Curiosamente, en el Congreso, (excepto el congresista Olaechea, que no tiene presencia mediática) nadie defiende la Constitución de 1993, atacada diariamente por el Frente Amplio y Nuevo Perú. Una Constitución que permitió sacar al país de ser un ‘Estado Fallido’ en 1990 y llevarlo hasta el 2011, a tornarse en una ‘Estrella Internacional’.

Desde el 2012 hemos revertido la dirección de las políticas. Públicas que nos permitieron progresar. Aun así, nuestra clase dirigente no ha salido a la palestra.

Recientemente en Lampadia, hemos publicado el ‘Manifiesto de Powell’ y el ‘Manifiesto de The Economist’. Ambos reclaman, en sus contextos, el involucramiento de sus clases dirigentes, y nos permiten entender en perspectiva, las consecuencias de sus ausencias en la salud económica, social e institucional de sus países. Los dos documentos son muy aleccionadores.

Sin embargo, las clases dirigentes de EEUU y Gran Bretaña, pueden darse el lujo de no estar a la altura de sus responsabilidades, pero ese no es nuestro caso.

En el Perú, los que están mejor, la clase dirigente que no milita en la política, está obligada a participar, directa o indirectamente, en la construcción de un país próspero, máxime, teniendo el Perú un potencial de desarrollo tan grande. No hacerlo es un desentendimiento con sus propios hijos y nietos, y una traición a una sociedad que les permitió lograr el bienestar individual que hoy gozan. Lampadia




En defensa de las ideas de la libertad

Con motivo de su 175 aniversario, The Economist publicó un ensayo titulado «The Economist cumple 175 años: Un manifiesto para renovar el liberalismo». Su editorial y un importante ensayo evalúan la salud del liberalismo clásico: un compromiso con el respeto cívico universal, los mercados abiertos y la fe en el progreso humano incentivada por el debate y la reforma.

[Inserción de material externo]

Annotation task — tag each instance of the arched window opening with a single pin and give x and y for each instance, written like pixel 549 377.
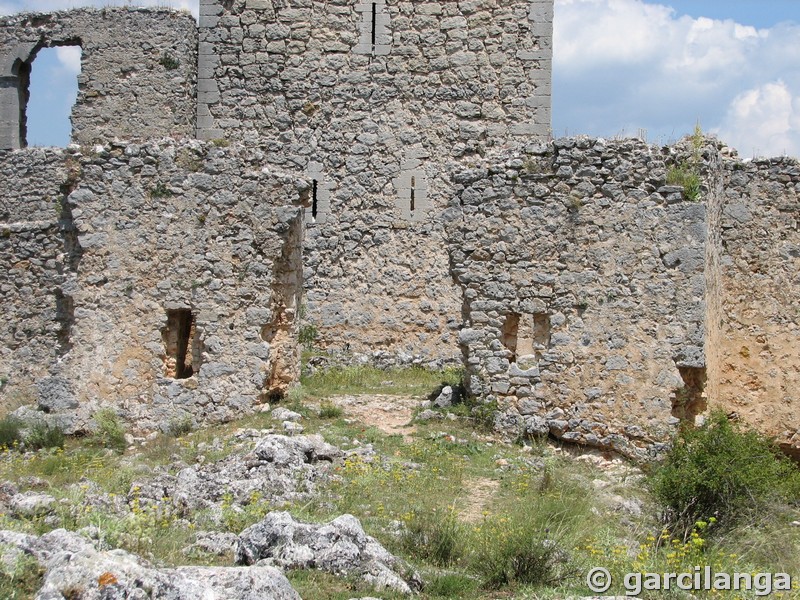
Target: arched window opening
pixel 314 201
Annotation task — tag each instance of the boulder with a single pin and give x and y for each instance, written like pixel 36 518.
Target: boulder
pixel 340 547
pixel 75 569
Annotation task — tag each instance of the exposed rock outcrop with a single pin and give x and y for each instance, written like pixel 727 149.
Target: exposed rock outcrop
pixel 340 547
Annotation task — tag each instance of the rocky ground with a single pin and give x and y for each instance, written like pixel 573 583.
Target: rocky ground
pixel 346 496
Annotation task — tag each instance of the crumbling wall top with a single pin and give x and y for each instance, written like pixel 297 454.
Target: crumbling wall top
pixel 138 71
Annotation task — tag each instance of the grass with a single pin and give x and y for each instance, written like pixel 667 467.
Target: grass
pixel 535 534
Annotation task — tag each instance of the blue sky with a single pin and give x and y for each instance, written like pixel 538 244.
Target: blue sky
pixel 644 68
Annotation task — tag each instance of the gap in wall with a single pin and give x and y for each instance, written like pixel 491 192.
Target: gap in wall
pixel 50 97
pixel 183 349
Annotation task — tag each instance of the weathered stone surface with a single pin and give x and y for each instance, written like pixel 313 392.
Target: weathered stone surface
pixel 149 234
pixel 339 546
pixel 278 469
pixel 74 568
pixel 138 70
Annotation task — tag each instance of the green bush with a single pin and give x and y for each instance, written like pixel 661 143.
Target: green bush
pixel 434 537
pixel 723 470
pixel 524 554
pixel 687 177
pixel 110 433
pixel 10 436
pixel 328 410
pixel 452 585
pixel 20 577
pixel 42 435
pixel 180 426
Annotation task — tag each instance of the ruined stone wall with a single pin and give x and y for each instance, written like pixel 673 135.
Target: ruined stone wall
pixel 374 127
pixel 183 287
pixel 138 72
pixel 583 278
pixel 758 361
pixel 34 235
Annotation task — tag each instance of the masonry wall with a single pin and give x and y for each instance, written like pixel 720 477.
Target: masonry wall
pixel 583 278
pixel 163 231
pixel 375 128
pixel 35 233
pixel 758 361
pixel 138 72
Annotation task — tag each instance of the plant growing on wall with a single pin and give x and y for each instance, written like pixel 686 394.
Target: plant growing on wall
pixel 687 173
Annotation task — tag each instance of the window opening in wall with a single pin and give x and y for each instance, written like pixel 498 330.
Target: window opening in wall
pixel 47 96
pixel 314 205
pixel 508 334
pixel 541 329
pixel 690 400
pixel 374 24
pixel 183 349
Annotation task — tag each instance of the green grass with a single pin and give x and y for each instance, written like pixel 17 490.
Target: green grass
pixel 20 579
pixel 534 534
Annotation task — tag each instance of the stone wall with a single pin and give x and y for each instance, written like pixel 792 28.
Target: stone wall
pixel 138 72
pixel 181 279
pixel 605 308
pixel 583 278
pixel 35 232
pixel 757 347
pixel 374 128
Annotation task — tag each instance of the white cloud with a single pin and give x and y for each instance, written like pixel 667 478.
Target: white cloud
pixel 70 58
pixel 764 120
pixel 13 6
pixel 623 65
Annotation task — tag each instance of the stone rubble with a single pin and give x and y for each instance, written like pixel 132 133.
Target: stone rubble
pixel 340 547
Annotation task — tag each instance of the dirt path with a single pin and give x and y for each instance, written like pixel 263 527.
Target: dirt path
pixel 480 492
pixel 390 414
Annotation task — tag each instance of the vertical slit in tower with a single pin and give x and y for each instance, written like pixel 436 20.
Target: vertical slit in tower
pixel 374 24
pixel 314 199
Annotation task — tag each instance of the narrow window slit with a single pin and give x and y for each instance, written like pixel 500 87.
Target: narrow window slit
pixel 181 343
pixel 374 24
pixel 314 205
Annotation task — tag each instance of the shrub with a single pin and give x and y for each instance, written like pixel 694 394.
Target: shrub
pixel 686 177
pixel 10 436
pixel 42 435
pixel 328 410
pixel 20 576
pixel 452 585
pixel 110 433
pixel 169 62
pixel 522 553
pixel 723 470
pixel 434 537
pixel 180 426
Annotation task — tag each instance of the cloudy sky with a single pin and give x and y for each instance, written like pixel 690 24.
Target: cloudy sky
pixel 651 68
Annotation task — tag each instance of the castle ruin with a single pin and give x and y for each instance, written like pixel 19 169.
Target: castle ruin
pixel 384 168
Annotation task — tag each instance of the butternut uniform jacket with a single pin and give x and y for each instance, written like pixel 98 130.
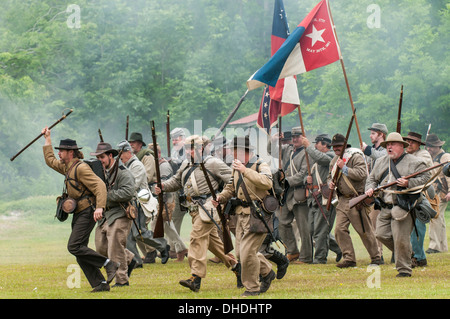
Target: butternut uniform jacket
pixel 119 194
pixel 258 184
pixel 88 181
pixel 357 175
pixel 323 169
pixel 409 164
pixel 295 169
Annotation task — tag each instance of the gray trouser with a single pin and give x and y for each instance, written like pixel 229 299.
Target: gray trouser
pixel 320 227
pixel 396 236
pixel 147 237
pixel 286 217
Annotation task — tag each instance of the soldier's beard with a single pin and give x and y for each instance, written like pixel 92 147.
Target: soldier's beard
pixel 393 154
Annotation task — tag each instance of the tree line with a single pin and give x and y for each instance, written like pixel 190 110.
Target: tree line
pixel 142 58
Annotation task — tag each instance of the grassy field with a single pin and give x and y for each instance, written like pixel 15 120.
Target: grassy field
pixel 35 264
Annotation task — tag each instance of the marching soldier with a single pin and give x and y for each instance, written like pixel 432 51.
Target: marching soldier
pixel 378 133
pixel 419 258
pixel 113 225
pixel 90 193
pixel 351 184
pixel 254 177
pixel 173 237
pixel 204 234
pixel 295 169
pixel 321 219
pixel 438 233
pixel 144 154
pixel 141 234
pixel 394 226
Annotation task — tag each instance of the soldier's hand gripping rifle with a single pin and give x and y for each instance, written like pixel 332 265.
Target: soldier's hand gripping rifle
pixel 336 174
pixel 159 227
pixel 355 201
pixel 100 135
pixel 50 127
pixel 227 242
pixel 126 128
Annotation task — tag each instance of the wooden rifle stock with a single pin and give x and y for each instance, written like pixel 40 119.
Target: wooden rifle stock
pixel 159 227
pixel 100 135
pixel 355 201
pixel 29 144
pixel 168 134
pixel 336 174
pixel 399 121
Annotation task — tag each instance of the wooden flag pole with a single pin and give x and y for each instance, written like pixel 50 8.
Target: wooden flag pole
pixel 303 133
pixel 280 146
pixel 345 77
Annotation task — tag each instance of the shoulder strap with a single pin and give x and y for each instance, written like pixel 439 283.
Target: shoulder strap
pixel 69 179
pixel 291 157
pixel 241 178
pixel 438 157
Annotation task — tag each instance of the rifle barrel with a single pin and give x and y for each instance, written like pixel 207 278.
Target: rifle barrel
pixel 336 174
pixel 400 102
pixel 159 227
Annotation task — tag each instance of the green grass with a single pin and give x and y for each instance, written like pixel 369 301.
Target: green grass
pixel 34 265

El análisis describe cómo The Economist se ha comprometido con los valores liberales clásicos del siglo XIX desde el principio: «En septiembre de 1843 James Wilson, un fabricante de sombreros de Escocia fundó este periódico. Su propósito era simple: defender el libre comercio, los mercados libres y la gobernanza».

En el mundo hay pocas publicaciones comprometidas con un conjunto de ideas y que sepan defenderlas en todas circunstancias como The Economist. Para lograrlo y mantenerse como una fuente seria de información, han logrado un esquema editorial muy valioso: saben distinguir opinión, análisis e información, sin perder profundidad en los tres aspectos.

La publicación explica cómo estos valores liberales han ayudado a las sociedades modernas a prosperar: «Las principales causas liberales de libertad individual, libre comercio y libre mercado han sido el motor más poderoso para crear prosperidad en toda la historia. El respeto del liberalismo por diversas opiniones y formas de vida ha reducido lejos de muchos prejuicios: contra las minorías religiosas y étnicas, contra la desigualdad de género y la discriminación».

Y, sin embargo, el ensayo y el editorial argumentan que, 175 años después de la fundación de The Economist, el liberalismo está en problemas. «Europa y Estados Unidos están sumidos en una rebelión popular contra las elites liberales, que se consideran egoístas e incapaces, o no quieren, resolver los problemas de la gente común», dice el editorial. «En otras partes, un giro de 25 años hacia la democracia y los mercados abiertos se ha revertido, incluso cuando China, que pronto será la economía más grande del mundo, muestra que las dictaduras pueden prosperar».

Señalan cómo el liberalismo comenzó como una visión del mundo insatisfecha e inconforme. Sin embargo, en las últimas décadas, a medida que los liberales se han sentido cómodos con el poder, han perdido el hambre de reformas.

En su ensayo se establece cómo debe cambiar el liberalismo. «El contrato social y las normas geopolíticas que sustentan las democracias liberales y el orden mundial que los sustenta no se construyeron para este siglo. La geografía y la tecnología han producido nuevas concentraciones de poder económico. Tanto el mundo desarrollado como el mundo en desarrollo necesitan nuevas ideas para el futuro. La apatía estadounidense y el ascenso de China requieren un replanteamiento del orden mundial, sobre todo para que se preserven los enormes beneficios que ha proporcionado el libre comercio».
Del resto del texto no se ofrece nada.